Mittwoch, 22. Februar 2006, 17.00 Uhr, Restaurant Rhodos, Puschkinstraße 7
Wolfgang Werner, Rudolstadt
"Goethes Schuld an der Hinrichtung von Johanna Höhn?" - Aufsätze von R. Scholz und R. J. Baerlocher
Lesung


Mittwoch, 15. März 2006, 19.30 Uhr, Stadtbibliothek

Dr. Hubert Amft, Weimar

„Mein Verhältnis zu Ihnen macht mich glücklich und stolz..."

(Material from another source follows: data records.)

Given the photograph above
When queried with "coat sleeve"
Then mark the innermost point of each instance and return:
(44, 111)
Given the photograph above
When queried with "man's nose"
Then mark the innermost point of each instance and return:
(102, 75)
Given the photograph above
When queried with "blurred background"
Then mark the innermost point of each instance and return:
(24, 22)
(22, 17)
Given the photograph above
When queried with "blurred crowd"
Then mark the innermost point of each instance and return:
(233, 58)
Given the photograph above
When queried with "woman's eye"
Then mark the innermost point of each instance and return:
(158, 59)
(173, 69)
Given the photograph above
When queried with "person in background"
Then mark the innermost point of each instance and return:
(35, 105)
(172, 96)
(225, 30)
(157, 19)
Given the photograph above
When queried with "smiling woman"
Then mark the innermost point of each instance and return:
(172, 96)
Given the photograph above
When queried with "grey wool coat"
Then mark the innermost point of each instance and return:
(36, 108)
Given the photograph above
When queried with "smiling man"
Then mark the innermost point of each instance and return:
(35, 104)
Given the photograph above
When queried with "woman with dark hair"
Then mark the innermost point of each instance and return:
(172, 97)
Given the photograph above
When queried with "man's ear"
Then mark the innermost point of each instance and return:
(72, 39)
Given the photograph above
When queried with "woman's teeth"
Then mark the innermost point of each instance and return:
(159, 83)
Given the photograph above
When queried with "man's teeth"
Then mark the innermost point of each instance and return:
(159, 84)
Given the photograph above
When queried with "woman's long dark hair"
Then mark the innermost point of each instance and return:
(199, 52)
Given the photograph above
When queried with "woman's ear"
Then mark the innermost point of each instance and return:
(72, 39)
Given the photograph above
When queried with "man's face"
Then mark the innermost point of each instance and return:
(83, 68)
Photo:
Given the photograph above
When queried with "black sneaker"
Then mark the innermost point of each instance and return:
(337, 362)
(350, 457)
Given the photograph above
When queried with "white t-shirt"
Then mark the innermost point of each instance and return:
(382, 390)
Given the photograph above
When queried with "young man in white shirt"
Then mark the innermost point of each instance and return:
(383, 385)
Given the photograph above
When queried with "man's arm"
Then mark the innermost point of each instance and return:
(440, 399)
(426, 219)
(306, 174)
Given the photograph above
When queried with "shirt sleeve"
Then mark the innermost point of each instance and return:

Frederic Jacob Soret: Freund Goethes und Erzieher des Erbprinzen

"Mein Verhältnis zu Ihnen macht mich glücklich und stolz ...“ schreibt Frederic Jacob Soret in einem Brief an Goethe.
Der aus einer Genfer Hugenottenfamilie stammende Soret (1795 – 1865) wurde 1822 von der Großfürstin und Weimarer Erbprinzessin Maria Pawlowna als Erzieher ihres Sohnes Carl Alexander nach Weimar berufen. Als geistreich-witziger und klug-nüchterner Gesellschafter war er in den geistig interessierten Kreisen der Residenzstadt ein gern gesehener Gast. Seit seinem ersten Besuch bei Goethe am 21. 9. 1822 gehörte er bald zum engeren Kreis der Hausfreunde und wurde zu einem geschätzten Gesprächspartner in Fragen der Mineralogie, Kristallographie, Optik und Kunst.
Mittwoch, 29. März 2006, 17.00 Uhr, Restaurant Rhodos, Puschkinstraße 7
Klaus Steinhaußen, Rudolstadt
"Kleine Verse? Nebensächlichkeiten? Zahme Xenien und Gedichte von Goethe
Lesung
10. - 13. April 2006
Exkursion ins Rheinland
Auf den Spuren Goethes und Heines in Düsseldorf und im Rheingau

Das Heine-Jahr bot der Goethe-Gesellschaft wilkommenen Anlass zu einer Exkursion an die Geburtsstätte des Dichters, Düsseldorf, und - den Spuren Goethes folgend - nach Oestrich-Winkel im Rheingau.
In einer auf zwei Häuser verteilten Schau liefert das Heine-Institut eine Sicht auf den Dichter des "Buches der Lieder" und von "Deutschland. Ein Wintermärchen", die das Bild einer widerspruchsvollen, in sich gespaltenen Persönlichkeit vermittelt: des Romantikers Heine, der den gefühlvollen Ton vieler Gedichte ironisch bricht, des Lyrikers und des Sozialkritikers, der Schwert und Flamme im Freiheitskriege sein will und "Zuckererbsen für jedermann" fordert. Ein Abbild dieser Zerrissenheit ist nach Auskunft von Dr. Singh vom Heine-Institut das nach jahrzehntelangem Kampf um die Aufstellung eines Heine-Denkmals in der Geburtsstadt des Dichters entstandene und von vielen Düsseldorfern abgelehnte Monument.
In der Beziehung Goethes zu Düsseldorf nimmt das Jahr 1792 einen besonderen Platz ein. An der Seite des Herzogs Carl August hatte Goethe den Sieg der Revolutionstruppen in der als "Kanonade von Valmy" bekannten Schlacht und den chaotischen Rückzug der deutschen Truppen erlebt. Das Haus des Schriftstellers und Philosophen Friedrich Heinrich Jacobi in Pempelfort - heute ein Stadtteil von Düsseldorf - bot ihm und anderen Flüchtlingen Zuflucht, die über die wachsende Anziehungskraft der Forderung nach Freiheit, Gleichheit, Brüderlichkeit verwirrt waren und nach einer neuen Orientierung suchten.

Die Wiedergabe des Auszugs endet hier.